The world is awash in data, yet policymakers are just beginning to develop a system of rules to govern that data. Many Asian nations are transitioning to a data-driven economy built on large, often multinational data sets from individuals, machines, satellites, firms, and governments. Much of this data is personal data, and some of it is in the public domain or obtained by government agencies. However, few nations have organised a public discussion about the use and governance of public and personal data, especially as it flows across borders.
Data is disruptive. While the use of data can improve our quality and standard of living, in recent years, we’ve seen that cross-border data flows can bring down governments, alter the trajectories of firms, international organisations, and treaties, and create other unanticipated spillovers. Given the potential for both positive and negative spillovers, policymakers around the world recognise they must develop some interoperable system of rules to govern and if necessary, restrict certain types of data flows such as disinformation or malware.
Much of the data flowing across borders is personal data- data about or created by an individual. But in most countries, that same individual has little control over how their data is used. Moreover, the firms that are building these data sets don’t have to let people know what data they have collected, whether it is accurate, and if they will sell this data.
Not surprisingly, many people are concerned by this situation and have demanded that policymakers provide them with both greater control and transparency as to how data is utilised. The European Union General Data Protection Regulation is an example of how governments might regulate such use and grant their citizens greater control over how their personal data is used. While many Asian countries have or are debating such laws, these laws are not interoperable, creating a patchwork of rules that could impede the cross-border data flows that underpin much of trade today.
Meanwhile, many developing countries are not ready for this new age. Although developing countries are rich in data, many developing country officials don’t yet see data as a resource. Without greater understanding of the economic and political use of data, these officials may hoard data or fail to advocate for their citizens’ interest. Their citizens may miss an opportunity to use their data as leverage for development funding or economic diversification.

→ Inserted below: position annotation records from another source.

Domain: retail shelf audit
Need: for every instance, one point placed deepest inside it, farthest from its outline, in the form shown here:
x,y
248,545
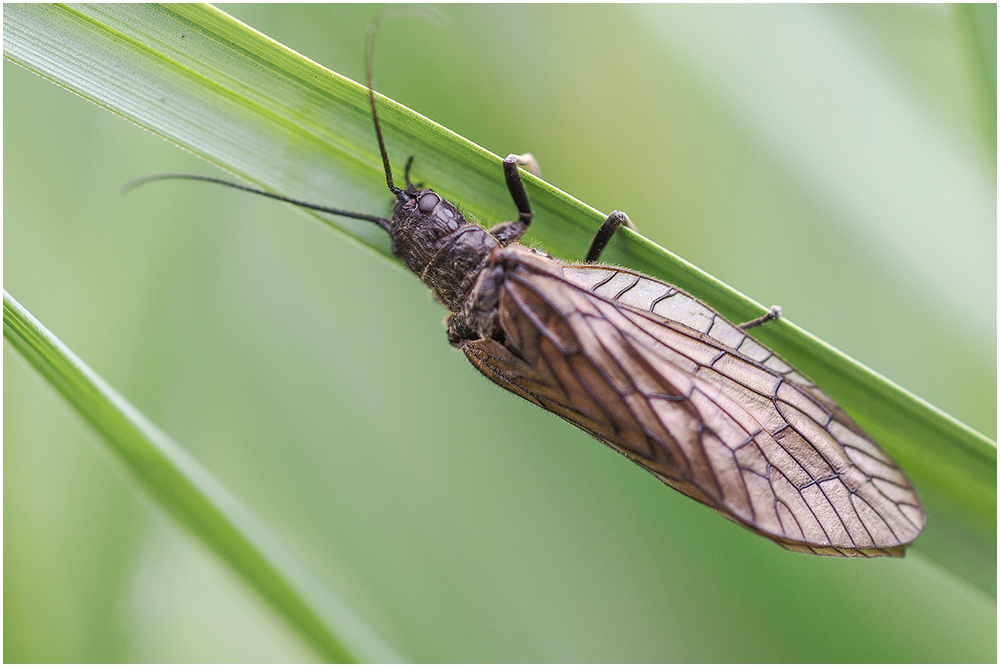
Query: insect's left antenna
x,y
370,71
381,222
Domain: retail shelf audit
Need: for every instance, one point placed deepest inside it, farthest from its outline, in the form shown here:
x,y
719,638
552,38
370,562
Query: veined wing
x,y
665,380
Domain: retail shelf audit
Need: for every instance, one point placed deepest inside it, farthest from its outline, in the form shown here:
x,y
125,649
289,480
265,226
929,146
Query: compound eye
x,y
428,202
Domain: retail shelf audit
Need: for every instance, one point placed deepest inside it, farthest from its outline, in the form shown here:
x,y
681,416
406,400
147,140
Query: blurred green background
x,y
839,161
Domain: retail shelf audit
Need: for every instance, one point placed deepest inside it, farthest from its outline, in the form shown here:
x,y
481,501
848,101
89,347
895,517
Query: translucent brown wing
x,y
669,383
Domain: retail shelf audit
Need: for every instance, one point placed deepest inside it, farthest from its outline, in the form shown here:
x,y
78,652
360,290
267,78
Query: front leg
x,y
509,232
604,234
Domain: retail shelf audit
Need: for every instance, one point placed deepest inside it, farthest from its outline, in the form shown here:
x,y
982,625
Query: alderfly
x,y
650,371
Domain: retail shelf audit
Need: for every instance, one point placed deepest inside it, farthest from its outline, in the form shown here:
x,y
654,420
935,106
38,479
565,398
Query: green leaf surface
x,y
198,78
187,491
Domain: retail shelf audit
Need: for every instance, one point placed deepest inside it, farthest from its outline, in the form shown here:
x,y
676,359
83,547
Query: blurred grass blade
x,y
216,87
181,486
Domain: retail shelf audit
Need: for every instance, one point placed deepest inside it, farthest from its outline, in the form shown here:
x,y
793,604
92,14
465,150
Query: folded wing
x,y
669,383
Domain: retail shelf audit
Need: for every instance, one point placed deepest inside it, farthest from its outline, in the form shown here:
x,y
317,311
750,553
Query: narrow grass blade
x,y
186,490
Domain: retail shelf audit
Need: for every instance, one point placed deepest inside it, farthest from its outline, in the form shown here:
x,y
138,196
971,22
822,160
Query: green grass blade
x,y
203,80
186,490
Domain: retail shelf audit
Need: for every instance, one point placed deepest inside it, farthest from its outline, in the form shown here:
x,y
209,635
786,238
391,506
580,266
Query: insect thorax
x,y
436,242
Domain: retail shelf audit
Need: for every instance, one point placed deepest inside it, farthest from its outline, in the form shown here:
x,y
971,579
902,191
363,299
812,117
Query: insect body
x,y
655,374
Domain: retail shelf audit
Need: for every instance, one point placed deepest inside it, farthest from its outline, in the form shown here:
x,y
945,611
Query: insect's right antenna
x,y
370,69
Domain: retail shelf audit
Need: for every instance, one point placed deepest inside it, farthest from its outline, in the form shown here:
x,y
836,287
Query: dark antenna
x,y
381,222
370,71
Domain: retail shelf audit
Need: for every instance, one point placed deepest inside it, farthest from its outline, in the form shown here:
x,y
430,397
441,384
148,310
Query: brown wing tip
x,y
846,552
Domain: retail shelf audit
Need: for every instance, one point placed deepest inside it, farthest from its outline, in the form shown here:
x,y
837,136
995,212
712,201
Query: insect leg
x,y
772,314
604,234
509,232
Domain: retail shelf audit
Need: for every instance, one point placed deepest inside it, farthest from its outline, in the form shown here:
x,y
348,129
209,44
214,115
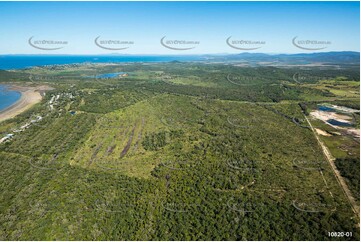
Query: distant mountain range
x,y
330,59
326,58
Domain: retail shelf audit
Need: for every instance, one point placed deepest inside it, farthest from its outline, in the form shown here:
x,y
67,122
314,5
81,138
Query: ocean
x,y
8,97
8,62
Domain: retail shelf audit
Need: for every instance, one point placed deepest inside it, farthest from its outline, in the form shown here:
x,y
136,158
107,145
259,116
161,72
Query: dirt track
x,y
341,181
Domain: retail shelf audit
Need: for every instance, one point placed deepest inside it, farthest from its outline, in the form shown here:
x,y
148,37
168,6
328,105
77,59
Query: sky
x,y
204,25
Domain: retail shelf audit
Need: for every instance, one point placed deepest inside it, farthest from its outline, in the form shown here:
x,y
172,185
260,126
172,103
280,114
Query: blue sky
x,y
209,23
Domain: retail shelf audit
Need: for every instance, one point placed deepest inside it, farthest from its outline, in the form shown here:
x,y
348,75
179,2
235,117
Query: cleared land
x,y
151,156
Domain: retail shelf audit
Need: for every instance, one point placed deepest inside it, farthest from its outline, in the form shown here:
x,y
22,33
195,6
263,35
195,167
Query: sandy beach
x,y
30,95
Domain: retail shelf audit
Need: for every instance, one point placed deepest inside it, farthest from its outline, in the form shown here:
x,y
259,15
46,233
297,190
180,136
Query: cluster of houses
x,y
21,129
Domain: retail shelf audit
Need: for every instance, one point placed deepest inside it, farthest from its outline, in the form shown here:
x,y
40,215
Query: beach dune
x,y
30,95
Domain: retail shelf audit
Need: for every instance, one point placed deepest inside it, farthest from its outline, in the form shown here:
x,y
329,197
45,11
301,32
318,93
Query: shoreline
x,y
29,97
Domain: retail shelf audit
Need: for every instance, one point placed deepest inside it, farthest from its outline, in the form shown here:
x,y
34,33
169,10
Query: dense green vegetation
x,y
350,169
174,151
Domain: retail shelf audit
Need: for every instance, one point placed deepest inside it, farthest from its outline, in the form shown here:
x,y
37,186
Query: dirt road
x,y
355,207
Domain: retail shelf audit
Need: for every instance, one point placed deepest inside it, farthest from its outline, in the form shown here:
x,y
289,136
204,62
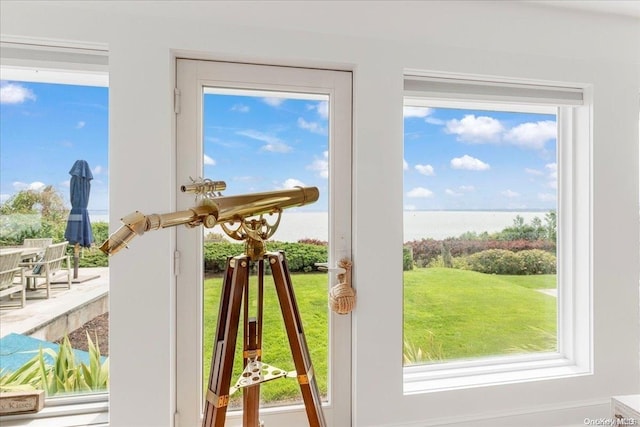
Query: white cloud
x,y
547,197
313,127
11,93
323,109
475,129
532,135
321,165
292,182
419,192
273,102
553,170
434,121
533,171
35,186
273,143
240,108
416,111
425,170
510,194
469,163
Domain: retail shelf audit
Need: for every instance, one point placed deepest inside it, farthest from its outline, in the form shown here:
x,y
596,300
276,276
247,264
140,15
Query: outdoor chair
x,y
9,271
50,268
37,243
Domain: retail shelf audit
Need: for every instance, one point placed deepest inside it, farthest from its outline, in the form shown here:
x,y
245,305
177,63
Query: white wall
x,y
376,40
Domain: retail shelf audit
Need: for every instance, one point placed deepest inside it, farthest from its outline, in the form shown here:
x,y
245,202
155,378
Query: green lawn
x,y
458,313
311,295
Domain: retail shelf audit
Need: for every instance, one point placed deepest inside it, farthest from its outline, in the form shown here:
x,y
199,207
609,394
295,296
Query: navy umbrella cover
x,y
78,225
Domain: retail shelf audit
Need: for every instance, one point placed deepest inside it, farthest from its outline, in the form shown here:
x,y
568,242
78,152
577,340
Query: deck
x,y
65,311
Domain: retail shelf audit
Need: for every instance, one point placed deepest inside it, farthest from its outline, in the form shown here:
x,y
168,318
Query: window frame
x,y
58,62
574,356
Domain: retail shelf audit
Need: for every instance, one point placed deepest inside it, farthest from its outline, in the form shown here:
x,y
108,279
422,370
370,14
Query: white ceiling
x,y
626,7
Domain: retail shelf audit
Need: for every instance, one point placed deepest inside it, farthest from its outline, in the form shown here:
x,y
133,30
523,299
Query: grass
x,y
468,314
448,314
311,295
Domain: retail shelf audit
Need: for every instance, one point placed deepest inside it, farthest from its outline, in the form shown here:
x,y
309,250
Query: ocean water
x,y
417,224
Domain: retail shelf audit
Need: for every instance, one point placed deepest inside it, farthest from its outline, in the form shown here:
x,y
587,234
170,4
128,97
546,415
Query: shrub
x,y
495,261
536,261
301,257
502,261
64,375
407,258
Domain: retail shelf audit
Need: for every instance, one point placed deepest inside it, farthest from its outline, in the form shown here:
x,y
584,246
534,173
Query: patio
x,y
66,310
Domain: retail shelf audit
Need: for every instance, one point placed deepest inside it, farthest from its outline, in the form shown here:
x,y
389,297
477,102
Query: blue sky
x,y
44,129
263,143
475,159
453,158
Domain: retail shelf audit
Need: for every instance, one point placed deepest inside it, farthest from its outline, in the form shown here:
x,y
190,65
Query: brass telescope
x,y
213,210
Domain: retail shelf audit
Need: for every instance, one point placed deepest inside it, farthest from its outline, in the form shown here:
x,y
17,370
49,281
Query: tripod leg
x,y
217,397
252,351
297,340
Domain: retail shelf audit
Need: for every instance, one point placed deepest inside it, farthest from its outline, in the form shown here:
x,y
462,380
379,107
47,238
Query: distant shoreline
x,y
432,224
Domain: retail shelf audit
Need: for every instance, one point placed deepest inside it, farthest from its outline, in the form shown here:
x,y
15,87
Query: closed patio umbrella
x,y
78,230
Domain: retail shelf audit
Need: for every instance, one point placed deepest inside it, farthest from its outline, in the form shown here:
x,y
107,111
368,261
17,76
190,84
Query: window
x,y
55,115
496,217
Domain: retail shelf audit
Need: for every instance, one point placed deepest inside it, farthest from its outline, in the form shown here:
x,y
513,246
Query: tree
x,y
33,213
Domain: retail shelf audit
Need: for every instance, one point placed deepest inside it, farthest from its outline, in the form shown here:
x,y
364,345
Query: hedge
x,y
426,251
502,261
301,257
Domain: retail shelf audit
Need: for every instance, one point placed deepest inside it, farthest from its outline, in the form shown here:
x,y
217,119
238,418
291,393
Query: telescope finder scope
x,y
204,187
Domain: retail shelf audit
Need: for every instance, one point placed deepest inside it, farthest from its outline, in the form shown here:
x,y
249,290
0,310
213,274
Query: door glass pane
x,y
480,233
260,141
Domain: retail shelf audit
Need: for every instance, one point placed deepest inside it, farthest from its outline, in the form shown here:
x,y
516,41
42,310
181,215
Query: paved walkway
x,y
552,292
39,312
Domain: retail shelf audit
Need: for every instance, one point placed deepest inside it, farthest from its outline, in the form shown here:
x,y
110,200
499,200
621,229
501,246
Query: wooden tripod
x,y
235,285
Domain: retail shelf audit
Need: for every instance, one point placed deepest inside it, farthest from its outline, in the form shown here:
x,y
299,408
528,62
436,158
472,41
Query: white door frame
x,y
192,77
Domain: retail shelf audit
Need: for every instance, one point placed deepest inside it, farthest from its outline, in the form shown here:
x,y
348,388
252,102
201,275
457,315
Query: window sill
x,y
460,375
89,410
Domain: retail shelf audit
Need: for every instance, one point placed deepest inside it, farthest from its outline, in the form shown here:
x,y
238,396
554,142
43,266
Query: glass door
x,y
259,129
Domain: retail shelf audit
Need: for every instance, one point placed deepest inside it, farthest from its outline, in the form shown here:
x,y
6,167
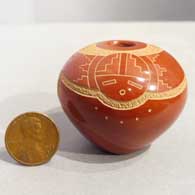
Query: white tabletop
x,y
31,57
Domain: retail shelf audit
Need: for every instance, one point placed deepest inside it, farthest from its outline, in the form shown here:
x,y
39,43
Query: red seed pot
x,y
122,94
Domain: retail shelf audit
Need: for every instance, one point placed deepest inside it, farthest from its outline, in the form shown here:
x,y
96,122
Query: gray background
x,y
38,11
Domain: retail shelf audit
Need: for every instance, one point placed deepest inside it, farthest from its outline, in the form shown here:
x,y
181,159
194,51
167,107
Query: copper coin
x,y
32,138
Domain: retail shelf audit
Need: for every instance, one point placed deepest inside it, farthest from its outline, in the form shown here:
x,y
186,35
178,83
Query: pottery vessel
x,y
122,95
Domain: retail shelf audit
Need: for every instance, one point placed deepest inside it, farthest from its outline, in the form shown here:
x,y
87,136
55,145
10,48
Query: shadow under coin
x,y
76,147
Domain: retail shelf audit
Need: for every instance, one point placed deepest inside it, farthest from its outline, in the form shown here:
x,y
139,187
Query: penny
x,y
32,138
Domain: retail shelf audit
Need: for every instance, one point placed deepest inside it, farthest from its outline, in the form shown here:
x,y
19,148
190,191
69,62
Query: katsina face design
x,y
122,76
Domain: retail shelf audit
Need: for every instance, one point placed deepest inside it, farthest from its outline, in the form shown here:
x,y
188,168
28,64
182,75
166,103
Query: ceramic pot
x,y
121,94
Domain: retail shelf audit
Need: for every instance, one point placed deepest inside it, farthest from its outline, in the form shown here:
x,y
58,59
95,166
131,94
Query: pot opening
x,y
123,44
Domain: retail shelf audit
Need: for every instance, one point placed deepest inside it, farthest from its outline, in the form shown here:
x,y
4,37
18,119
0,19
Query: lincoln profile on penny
x,y
127,92
32,138
33,146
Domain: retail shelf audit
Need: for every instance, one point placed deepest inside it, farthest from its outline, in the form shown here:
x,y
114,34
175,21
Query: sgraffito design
x,y
121,80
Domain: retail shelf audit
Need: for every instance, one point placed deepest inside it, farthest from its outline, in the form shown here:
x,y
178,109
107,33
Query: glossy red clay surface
x,y
122,94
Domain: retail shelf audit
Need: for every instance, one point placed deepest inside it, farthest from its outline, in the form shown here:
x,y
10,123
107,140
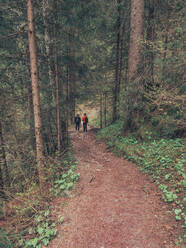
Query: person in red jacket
x,y
85,122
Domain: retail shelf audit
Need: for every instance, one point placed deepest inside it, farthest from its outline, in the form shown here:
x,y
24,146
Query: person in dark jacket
x,y
77,121
85,122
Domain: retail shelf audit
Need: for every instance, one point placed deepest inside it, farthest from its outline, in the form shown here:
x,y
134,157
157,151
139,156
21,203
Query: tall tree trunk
x,y
35,92
117,67
101,110
134,94
136,36
3,164
57,93
149,58
105,109
46,17
67,102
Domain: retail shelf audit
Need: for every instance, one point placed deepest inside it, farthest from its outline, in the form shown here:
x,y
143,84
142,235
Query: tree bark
x,y
3,163
105,109
46,15
57,93
149,59
117,68
136,36
101,110
35,95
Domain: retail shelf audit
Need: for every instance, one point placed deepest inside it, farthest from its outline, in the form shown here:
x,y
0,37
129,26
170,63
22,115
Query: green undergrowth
x,y
32,213
162,158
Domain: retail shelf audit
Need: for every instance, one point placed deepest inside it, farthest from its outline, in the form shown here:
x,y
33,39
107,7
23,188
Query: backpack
x,y
86,119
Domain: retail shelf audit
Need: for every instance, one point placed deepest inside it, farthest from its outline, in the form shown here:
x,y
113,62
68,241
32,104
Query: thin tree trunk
x,y
46,15
150,39
101,111
116,86
136,36
105,109
36,98
57,93
3,163
67,103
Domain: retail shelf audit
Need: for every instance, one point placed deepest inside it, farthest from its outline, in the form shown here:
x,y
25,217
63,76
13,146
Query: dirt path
x,y
114,204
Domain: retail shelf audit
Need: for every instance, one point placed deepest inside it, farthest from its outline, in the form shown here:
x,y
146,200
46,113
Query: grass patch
x,y
27,217
162,158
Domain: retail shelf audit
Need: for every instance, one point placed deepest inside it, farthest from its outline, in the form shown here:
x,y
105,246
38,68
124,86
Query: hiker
x,y
77,121
85,122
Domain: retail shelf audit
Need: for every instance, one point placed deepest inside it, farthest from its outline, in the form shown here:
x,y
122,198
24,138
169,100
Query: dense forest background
x,y
124,57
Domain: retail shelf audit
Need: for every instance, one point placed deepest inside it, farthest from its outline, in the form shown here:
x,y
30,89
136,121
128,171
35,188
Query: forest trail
x,y
114,204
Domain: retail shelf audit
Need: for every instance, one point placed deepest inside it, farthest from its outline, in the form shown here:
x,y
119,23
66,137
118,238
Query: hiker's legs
x,y
77,126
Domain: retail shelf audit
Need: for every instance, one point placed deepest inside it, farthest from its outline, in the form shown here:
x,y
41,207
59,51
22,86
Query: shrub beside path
x,y
114,204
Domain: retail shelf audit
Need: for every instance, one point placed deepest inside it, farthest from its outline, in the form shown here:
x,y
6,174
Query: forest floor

In the belief that cross-border data flows are just like cross-border exchange of goods, policymakers have turned to trade agreements to govern these flows between nations. Asian countries will be among the first with binding rules to govern these flows. On January 1, the Comprehensive and Progressive Trans-Pacific Partnership (CPTPP) went into effect. Its signatories agreed that they would not restrict the free flow of data unless necessary to achieve important domestic public policy goals such as protecting public morals or national security. On February 1, EU-Japan will go into effect. This agreement will also make the free flow of data a default, while also giving their citizens greater control over how companies and governments use personal data. Nations such as Mexico, Canada, and South Korea are increasingly attracted to this approach because it builds trust among internet users, governments and companies.
But even the EU-Japan model with its strong personal data protection is inadequate to meet the challenges of governing cross-border data flows. First, these agreements use retrofitted language governing e-commerce. But many data driven services are not directly affiliated with a transaction (such as a Facebook post, a tweet, or a free meditation app). Hence, many cross-border data flows are not really “traded”, where one exchanges a good or service for money. Secondly, under trade agreement rules, policymakers must rely on exceptions to protect their citizens from possible data harms such as disinformation or malware. But data breaches and disinformation occur on an almost daily basis. Hence, they should not be governed by exceptions. Finally, these rules do not distinguish among the sources of data or address how individuals should be protected if their data is misused or if data causes societal harm.
In sum, while data may flow across borders, it is not always traded, and its misuse can lead to significant upheaval if not regulated properly. If we want to move towards a data driven economy, we must begin with a broader international debate over how data can be used and how it should be regulated as it travels across borders. In short, we need to think differently at the global level about how to govern data.